So, I found myself with an extra sweet potato that really needed to be used up this week.
Not one to waste food (especially this time of year, when produce is ridiculously expensive), I put on my thinking cap. Unfortunately, nothing very creative came to me, so I just decided on a sweet potato salad.
The good news – this salad is OFF THE HOOK. It was so good that I plan on making it again next week. And maybe the week after. And the week after that…
The creamy cashew dressing on it’s own is.. just.. wow. I love cashews. Love, love, love. And the cashew dressing works perfectly with this simple (but delicious!) salad.
- 2 cups salad greens of choice (I used mixed greens)
- 1 large sweet potato, peeled and chopped into large chunks
- ½ tbsp oil for high heat (avocado, grapeseed)
- ½ tsp salt
- ¼ tsp freshly ground black pepper
- ¼ cup slivered almonds
- ½ tbsp chia seeds
- 1 tsp poppy seeds
- large handful crushed tortilla chips
- 1 cup cashews, soaked for at least 3 hours
- 1 tbsp lemon juice
- 1 garlic clove, peeled
- ½ tsp salt
- ¼ cup olive oil
- ½ tbsp agave nectar
- ¼ cup water + more as needed
- Pre-heat oven to 375F. While the oven is heating up, add your sweet potato chunks to a baking sheet. Drizzle with oil, and sprinkle with salt and pepper. Mix them all up so that every potato chunk is coated. Bake for 25-30 minutes, or until you can pierce the sweet potato with a fork.

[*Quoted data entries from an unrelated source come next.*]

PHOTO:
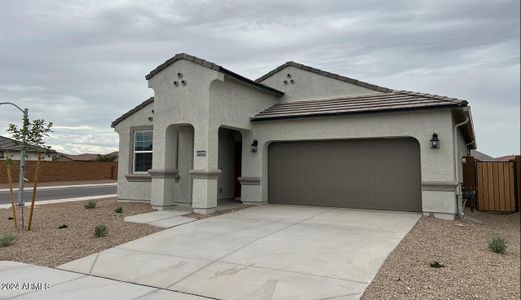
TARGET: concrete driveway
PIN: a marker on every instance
(265, 252)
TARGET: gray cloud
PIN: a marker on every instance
(81, 64)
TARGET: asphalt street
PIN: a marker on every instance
(60, 193)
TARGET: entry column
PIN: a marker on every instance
(164, 170)
(205, 172)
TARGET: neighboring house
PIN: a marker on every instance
(10, 149)
(114, 154)
(481, 156)
(78, 157)
(86, 156)
(297, 135)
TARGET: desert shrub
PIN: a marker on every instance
(90, 204)
(437, 265)
(7, 239)
(498, 244)
(100, 230)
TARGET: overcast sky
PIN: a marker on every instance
(81, 64)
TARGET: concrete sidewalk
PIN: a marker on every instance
(162, 218)
(24, 281)
(265, 252)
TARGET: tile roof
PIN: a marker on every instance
(391, 101)
(326, 74)
(132, 111)
(212, 66)
(11, 145)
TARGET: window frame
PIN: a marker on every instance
(134, 152)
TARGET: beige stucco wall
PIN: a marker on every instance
(132, 190)
(308, 85)
(210, 100)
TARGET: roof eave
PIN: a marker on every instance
(329, 114)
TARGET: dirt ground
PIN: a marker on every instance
(46, 245)
(471, 271)
(58, 183)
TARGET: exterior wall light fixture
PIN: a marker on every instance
(254, 146)
(435, 142)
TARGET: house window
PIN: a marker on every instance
(142, 151)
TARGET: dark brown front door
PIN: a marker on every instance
(237, 170)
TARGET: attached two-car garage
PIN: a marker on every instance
(361, 173)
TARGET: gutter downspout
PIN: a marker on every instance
(467, 146)
(456, 162)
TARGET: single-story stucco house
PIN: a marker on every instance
(297, 135)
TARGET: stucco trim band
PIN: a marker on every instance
(249, 180)
(138, 177)
(163, 173)
(205, 174)
(439, 186)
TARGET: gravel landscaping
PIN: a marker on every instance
(46, 245)
(471, 270)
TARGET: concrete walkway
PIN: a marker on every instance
(265, 252)
(23, 281)
(162, 218)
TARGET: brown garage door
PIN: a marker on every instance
(372, 173)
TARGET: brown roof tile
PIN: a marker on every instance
(132, 111)
(396, 100)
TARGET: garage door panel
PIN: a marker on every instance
(377, 173)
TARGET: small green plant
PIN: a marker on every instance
(437, 265)
(7, 239)
(100, 230)
(90, 204)
(498, 244)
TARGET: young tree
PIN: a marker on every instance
(34, 132)
(8, 165)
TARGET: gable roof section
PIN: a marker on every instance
(212, 66)
(132, 111)
(324, 73)
(390, 101)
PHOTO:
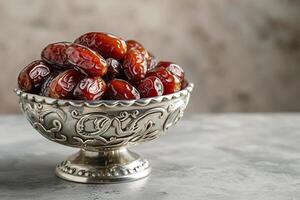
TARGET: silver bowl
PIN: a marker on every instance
(103, 130)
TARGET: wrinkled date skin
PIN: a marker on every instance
(114, 69)
(173, 68)
(122, 90)
(33, 75)
(151, 61)
(184, 84)
(55, 54)
(170, 82)
(46, 85)
(61, 87)
(86, 60)
(90, 89)
(134, 65)
(150, 87)
(107, 45)
(132, 44)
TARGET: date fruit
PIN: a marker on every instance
(33, 75)
(122, 90)
(46, 85)
(151, 61)
(173, 68)
(134, 65)
(62, 86)
(55, 54)
(86, 60)
(107, 45)
(170, 82)
(114, 69)
(150, 87)
(132, 44)
(90, 89)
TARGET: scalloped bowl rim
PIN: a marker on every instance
(107, 103)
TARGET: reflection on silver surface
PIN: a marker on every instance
(103, 130)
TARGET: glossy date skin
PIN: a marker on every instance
(107, 45)
(33, 75)
(133, 44)
(134, 65)
(62, 86)
(114, 69)
(173, 68)
(150, 87)
(122, 90)
(86, 60)
(90, 89)
(151, 61)
(55, 54)
(170, 82)
(46, 85)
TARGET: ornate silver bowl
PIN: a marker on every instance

- Drain and rinse the cashews and put them in a high-speed blender or food processor. Add lemon juice, garlic clove, salt, oil, agave nectar and water.
- Process cashew mixture until creamy, scraping down the sides and adding more water as needed.
- Add salad greens to a bowl or plate, top with sweet potato, slivered almonds, chia seeds, poppy seeds, crushed tortilla chips, and drizzle with cashew dressing. Serve immediately.